Friday, 09 Aug 2013 07:46 AM

By Michael Carr

Bonds are set to once again be at the center of a financial storm. This time, the problem will start on Main Street, when individual investors see interest rates rise.

When interest rates rise, bond funds will drop in price. If investors sell to stop their losses, the market might not be liquid enough to meet their demands.

Unlike stock markets, bond markets are not very active. On an average day, total trading in corporate bonds totals $20 billion. The Vanguard Total Bond Market exchange-traded fund, with about $110 billion in assets, holds $20 billion worth of corporate bonds. If the fund needed to sell quickly to meet redemption requests, the bond market could quickly become stressed.

As a group, mutual funds hold more than $500 billion in corporate bonds, an amount equal to about five weeks worth of normal trading volume.

In a market panic, liquidity becomes the most important factor. This was the reality that led to the founding of the Federal Reserve.

In October 1907, a market crash was caused by a single speculator using borrowed funds and too much leverage in an attempt to corner the market in a stock called United Copper. Knickerbocker Trust, the bank that made the loans, suffered a liquidity crisis. The looming failure of this bank threatened the entire financial system. Treasury Secretary George Cortelyou enlisted the help of banker J.P. Morgan.
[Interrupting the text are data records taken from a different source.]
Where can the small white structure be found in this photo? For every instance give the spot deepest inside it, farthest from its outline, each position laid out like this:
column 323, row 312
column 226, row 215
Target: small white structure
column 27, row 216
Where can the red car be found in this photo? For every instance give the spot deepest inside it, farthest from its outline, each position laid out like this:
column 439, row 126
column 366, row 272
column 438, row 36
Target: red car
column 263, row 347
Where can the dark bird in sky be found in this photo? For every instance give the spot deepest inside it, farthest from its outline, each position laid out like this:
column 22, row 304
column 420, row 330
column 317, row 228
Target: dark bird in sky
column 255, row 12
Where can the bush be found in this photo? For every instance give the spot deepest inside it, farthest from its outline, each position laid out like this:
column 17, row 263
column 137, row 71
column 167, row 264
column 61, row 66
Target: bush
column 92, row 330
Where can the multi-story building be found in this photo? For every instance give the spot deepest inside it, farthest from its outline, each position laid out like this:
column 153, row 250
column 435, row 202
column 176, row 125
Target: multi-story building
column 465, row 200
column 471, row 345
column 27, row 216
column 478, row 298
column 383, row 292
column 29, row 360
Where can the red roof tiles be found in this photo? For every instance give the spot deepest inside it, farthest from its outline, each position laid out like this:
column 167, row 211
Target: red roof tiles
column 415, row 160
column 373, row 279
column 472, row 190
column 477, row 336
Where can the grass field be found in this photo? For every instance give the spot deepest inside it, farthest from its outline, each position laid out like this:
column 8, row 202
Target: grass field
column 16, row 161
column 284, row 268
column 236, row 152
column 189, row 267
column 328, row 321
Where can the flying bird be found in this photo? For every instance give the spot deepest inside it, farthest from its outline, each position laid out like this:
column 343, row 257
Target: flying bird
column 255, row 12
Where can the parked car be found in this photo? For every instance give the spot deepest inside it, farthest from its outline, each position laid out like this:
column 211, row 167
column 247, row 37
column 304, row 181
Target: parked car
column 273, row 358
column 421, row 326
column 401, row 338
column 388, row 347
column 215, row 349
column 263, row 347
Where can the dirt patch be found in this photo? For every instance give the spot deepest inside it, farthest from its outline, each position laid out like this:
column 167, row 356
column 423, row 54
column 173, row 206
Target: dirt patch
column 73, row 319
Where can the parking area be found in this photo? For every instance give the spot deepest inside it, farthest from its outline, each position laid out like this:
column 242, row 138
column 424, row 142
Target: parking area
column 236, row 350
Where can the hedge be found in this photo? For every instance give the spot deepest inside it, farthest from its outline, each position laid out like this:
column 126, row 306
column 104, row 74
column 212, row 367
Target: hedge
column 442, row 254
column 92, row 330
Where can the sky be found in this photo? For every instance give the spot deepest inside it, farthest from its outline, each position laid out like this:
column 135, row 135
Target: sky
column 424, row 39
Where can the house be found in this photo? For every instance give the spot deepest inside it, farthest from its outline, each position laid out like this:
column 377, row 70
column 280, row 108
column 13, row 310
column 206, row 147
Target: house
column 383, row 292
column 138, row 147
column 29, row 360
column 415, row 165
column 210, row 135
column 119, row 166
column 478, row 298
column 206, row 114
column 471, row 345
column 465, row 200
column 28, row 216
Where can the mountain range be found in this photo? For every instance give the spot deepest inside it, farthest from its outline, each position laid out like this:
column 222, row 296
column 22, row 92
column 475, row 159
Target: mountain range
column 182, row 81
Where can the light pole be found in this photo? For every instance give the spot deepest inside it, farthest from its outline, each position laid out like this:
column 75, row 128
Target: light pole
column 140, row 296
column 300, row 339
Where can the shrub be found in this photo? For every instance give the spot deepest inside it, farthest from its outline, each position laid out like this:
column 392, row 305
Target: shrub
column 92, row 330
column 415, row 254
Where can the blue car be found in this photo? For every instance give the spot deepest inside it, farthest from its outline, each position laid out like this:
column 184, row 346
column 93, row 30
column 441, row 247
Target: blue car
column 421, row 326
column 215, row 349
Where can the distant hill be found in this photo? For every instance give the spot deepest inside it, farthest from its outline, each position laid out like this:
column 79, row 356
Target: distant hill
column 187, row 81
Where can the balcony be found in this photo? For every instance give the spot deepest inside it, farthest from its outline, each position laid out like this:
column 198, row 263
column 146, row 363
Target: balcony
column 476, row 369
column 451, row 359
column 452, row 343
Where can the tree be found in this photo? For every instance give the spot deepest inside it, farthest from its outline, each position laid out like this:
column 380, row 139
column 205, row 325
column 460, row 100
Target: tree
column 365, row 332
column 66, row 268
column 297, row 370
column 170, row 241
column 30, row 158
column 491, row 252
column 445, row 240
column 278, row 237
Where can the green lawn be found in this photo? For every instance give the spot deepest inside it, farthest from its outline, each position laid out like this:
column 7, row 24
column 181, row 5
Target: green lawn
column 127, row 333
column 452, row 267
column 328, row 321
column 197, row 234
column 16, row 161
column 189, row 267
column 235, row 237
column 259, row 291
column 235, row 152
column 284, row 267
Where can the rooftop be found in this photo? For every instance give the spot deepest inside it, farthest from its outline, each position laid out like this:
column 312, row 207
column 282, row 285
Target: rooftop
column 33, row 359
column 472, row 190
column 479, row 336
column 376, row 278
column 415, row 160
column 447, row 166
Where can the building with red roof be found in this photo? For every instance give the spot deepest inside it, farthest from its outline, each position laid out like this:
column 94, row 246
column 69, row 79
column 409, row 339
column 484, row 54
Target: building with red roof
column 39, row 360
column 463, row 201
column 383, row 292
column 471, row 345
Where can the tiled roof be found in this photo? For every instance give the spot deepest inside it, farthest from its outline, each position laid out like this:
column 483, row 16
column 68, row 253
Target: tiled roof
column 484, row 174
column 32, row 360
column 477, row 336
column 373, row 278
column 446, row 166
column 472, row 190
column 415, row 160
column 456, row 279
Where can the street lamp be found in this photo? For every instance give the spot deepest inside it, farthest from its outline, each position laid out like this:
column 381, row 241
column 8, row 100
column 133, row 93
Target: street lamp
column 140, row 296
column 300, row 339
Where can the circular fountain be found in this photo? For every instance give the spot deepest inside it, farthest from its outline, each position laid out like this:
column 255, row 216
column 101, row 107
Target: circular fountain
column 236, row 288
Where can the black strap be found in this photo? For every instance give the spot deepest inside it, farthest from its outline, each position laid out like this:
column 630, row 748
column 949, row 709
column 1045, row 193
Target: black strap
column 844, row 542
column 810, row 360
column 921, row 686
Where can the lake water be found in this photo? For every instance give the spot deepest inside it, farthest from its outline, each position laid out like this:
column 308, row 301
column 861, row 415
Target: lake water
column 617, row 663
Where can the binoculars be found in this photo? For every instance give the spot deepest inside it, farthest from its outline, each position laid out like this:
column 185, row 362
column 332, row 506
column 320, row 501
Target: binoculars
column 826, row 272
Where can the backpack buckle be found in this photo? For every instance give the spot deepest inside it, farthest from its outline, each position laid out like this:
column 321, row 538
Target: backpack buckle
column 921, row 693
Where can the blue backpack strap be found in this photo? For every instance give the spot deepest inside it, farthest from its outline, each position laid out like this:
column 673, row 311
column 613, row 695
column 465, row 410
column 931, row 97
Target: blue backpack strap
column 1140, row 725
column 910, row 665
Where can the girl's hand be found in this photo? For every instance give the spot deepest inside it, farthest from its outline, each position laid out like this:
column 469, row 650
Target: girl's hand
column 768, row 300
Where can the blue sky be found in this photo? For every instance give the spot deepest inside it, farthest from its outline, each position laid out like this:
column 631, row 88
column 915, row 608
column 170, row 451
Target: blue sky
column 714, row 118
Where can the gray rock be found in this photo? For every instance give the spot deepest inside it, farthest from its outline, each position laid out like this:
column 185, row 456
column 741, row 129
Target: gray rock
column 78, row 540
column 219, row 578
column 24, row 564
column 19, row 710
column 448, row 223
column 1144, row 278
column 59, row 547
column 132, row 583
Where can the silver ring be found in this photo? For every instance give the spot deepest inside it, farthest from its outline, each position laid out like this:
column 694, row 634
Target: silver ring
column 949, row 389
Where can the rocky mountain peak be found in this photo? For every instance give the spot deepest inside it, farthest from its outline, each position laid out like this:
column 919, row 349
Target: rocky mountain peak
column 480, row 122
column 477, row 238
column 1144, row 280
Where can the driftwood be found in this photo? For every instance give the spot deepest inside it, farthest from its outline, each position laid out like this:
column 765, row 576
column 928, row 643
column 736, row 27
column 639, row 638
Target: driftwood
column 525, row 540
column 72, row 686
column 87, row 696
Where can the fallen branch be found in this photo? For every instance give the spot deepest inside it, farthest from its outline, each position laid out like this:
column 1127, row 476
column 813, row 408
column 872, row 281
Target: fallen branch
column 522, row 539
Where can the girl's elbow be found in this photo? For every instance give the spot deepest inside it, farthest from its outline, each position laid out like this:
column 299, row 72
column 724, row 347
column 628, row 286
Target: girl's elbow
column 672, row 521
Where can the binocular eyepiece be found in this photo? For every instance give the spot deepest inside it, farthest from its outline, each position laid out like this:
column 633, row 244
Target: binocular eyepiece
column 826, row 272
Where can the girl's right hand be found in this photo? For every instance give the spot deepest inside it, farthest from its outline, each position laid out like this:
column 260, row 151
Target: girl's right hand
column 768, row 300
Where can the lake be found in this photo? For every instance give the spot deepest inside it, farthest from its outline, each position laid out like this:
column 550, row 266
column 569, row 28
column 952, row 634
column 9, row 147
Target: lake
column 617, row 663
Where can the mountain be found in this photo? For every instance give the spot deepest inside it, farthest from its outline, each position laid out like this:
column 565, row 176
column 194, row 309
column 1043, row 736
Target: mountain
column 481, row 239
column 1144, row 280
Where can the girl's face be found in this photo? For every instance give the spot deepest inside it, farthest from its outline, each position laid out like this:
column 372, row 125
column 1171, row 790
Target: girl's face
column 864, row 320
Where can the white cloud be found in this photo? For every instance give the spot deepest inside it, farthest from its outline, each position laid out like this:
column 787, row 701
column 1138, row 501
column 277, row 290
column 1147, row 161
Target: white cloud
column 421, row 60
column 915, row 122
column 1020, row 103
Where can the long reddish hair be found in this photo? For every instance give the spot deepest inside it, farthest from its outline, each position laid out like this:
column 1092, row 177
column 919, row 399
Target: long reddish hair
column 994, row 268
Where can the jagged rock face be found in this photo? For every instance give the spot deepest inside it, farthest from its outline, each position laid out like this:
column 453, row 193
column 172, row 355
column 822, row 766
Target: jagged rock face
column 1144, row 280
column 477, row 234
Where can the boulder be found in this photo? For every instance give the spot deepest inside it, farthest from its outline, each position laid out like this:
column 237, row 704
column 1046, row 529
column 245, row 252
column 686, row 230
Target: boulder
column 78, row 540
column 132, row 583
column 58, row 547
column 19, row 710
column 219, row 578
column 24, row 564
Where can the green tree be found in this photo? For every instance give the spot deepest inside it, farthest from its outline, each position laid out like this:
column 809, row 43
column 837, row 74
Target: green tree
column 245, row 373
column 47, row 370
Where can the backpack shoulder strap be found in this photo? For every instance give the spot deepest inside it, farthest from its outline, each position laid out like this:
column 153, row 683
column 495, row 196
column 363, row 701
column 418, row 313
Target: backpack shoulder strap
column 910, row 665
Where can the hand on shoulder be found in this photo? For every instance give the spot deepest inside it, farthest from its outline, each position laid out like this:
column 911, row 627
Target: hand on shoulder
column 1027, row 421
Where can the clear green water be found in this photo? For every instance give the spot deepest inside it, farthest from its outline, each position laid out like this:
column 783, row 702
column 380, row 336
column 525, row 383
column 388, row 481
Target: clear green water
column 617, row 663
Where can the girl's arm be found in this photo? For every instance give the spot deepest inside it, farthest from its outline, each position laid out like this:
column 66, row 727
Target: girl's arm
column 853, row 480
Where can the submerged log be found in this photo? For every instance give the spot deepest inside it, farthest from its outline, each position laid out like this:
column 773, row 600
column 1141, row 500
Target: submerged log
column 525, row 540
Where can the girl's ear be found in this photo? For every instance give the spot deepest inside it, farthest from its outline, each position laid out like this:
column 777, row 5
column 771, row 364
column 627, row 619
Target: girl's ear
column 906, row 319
Teaming up with other bankers, Morgan redirected money between banks, found additional sources of credit and bought oversold stocks of healthy companies. Within weeks the Panic of 1907 was over.

A similar story unfolded in 2008. Speculators used borrowed funds and excessive leverage led to the collapse of several large Wall Street firms. In 2009, the Fed stepped in and provided liquidity to the markets, an action that ended the bear market.

This time, Wall Street firms have sold illiquid investments to Main Street under the illusion of liquidity.

When bond investors try to take their money out of bond funds, which is likely to happen when interest rates rise and account values drop, the bond market lacks the liquidity to meet their demands. The Fed might be at the limit of what it can do, and the market crash sure to follow could make the 2008 bear market seem like a mild correction.